The Python scripts, when successful, notify the developers using dedicated Twitter account. This is as simple as:

   api = twitter.Api(c['consumer_key'], c['consumer_secret'], c['access_token_key'], c['access_token_secret'])
   return api.PostUpdate(s)

Pulling artifacts from the repository before deploying

I would like to elaborate about pulling the required artifacts from the repository. The artifacts are pulled from the repository to the machine where the deploy script runs – the management machine (yet another server in the cloud, near the repository and rest of the servers). I have not seen this implemented anywhere else.

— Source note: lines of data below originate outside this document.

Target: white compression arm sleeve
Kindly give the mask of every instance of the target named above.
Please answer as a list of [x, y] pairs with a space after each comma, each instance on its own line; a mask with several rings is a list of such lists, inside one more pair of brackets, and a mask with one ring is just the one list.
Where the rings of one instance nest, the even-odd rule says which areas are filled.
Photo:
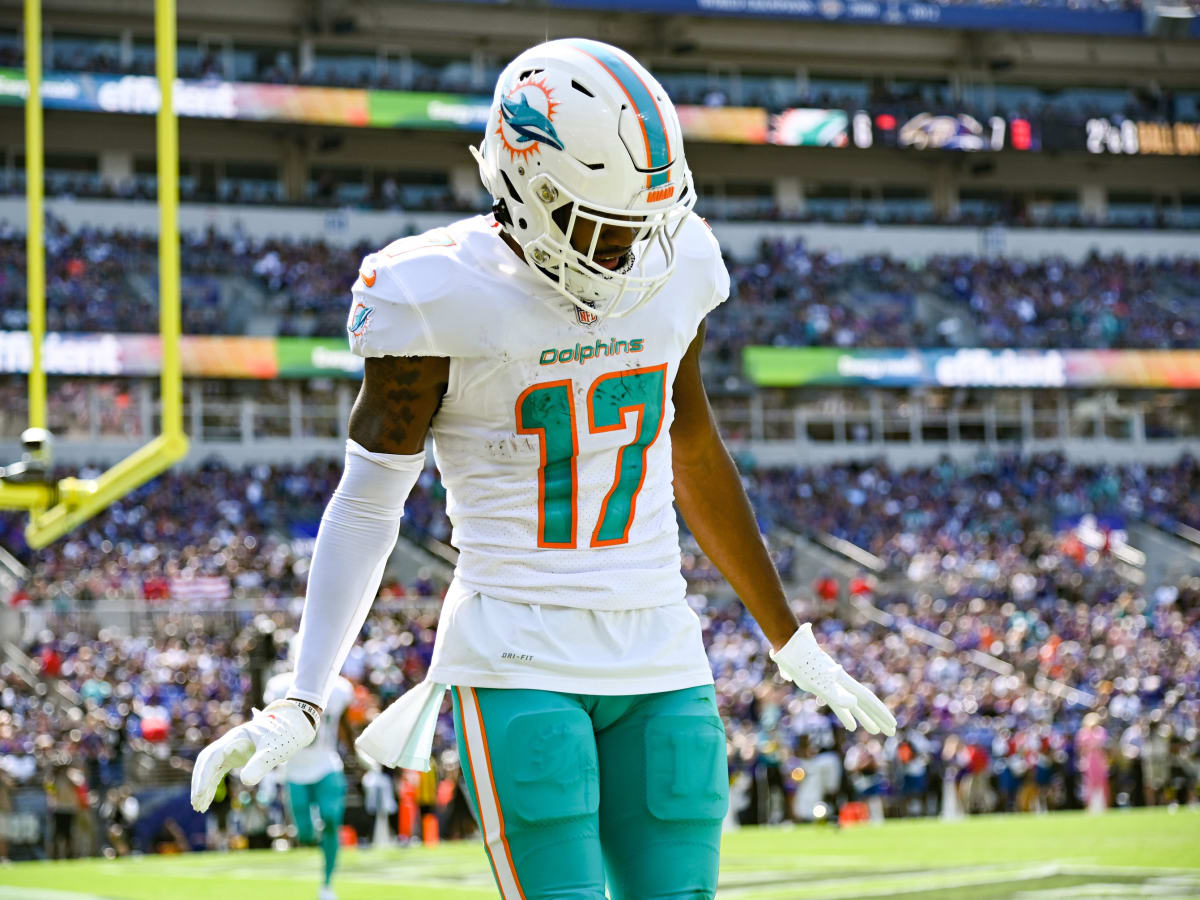
[[375, 602], [404, 501], [424, 467], [423, 452], [372, 453], [346, 441], [346, 468], [321, 516], [313, 549], [289, 697], [325, 706]]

Note that pulling artifacts to the machine where the script runs works fine when a management machine is used. You should not run the deployment script from your office as downloading and especially uploading artifacts would take some time. This limitation is a result of a trade off. The gained conceptual simplicity outweighs the minuses. When the setup scripts are uploaded to the destination server, the artifacts are uploaded [with them] so the destination application servers never need to talk to the repository and hence no security issues to be handled for example.

 

Deploying to staging environment

  1. Artifact is ready (see “The build” section above)
  2. One of the developers runs create-image.py with flags that tell create-image.py not to create a new instance and not to creat AMI from instance. This limits create-image.py to the depoy process only: run upload-and-run.sh  .

    Since “ENV” environment variable is also passed, the configuration step is also run ( configure-server.sh )

    Since there are switches and environment variables that create-image.py needs that none of us would like to remember there are several wrapper scripts named deploy-ROLE-to-staging.sh

 

Deploying to production environment

It’s a responsibility of developers to make sure that the build being packaged at this step is one of the builds that were tested in the staging environment.

  1. Artifact is ready (see “The build” section above)
  2. One of the developers runs create-image.py and the script creates an AMI
    The solution to (not) remembering all the right switches and environment variables is documentation in the markdown formatted readme file at the top level of the repository.
  3. One of the people that are authorized to deploy to production runs deploy.py

 

Rollback to previous version

This can be done in one of the following ways:

 

New deploy

Run the deploy.py script giving an older version as an argument

 

Manual quick fix

When old servers are removed from the load balancing, they are not immediately terminated. Their termination is manual, after the “no rollback” decision. The servers that rotated out of the load balancing are now tagged with “env” tag value “removed-from:prod”.

  1. Change the “env” tag of the new servers to “removed-from:prod” or anything else that is not “prod”
  2. Change “env” tag on the old servers to “prod”
  3. Run the load balancers configuration script. The arguments for this script are the environment name and the role of the server. The script updates all the relevant load balancers that point to servers with the given role.

Rollback script

We never finished it as rollbacks were very rare occasion and the other two methods work fine.

Instances tagging and naming

Instances naming: role/build number

For instances with several artifacts that have build number: role/B1-B2-B3-…, where B1 is primary artifacts build number and others follow in order of decreasing importance.

The status tag is updated during script runs so when deploying to production it can for example look like: “Configuring” or “Self test attempt 3/18” or “Self tests failed” (rare occasion!) or “Configuring load balancing”.

 

Summary

This post described one of the possible solutions. I think the solution described above is one of the best possible solutions for Utab. This does not mean it’s a good solution for any particular other company. Use your best judgement when adopting similar solution or any parts of it.

 

You should always assume that a solution you are looking at is not a good fit for your problem/situation and then go on and prove that it is, considering possible alternatives. Such approach helps avoiding the confirmation bias.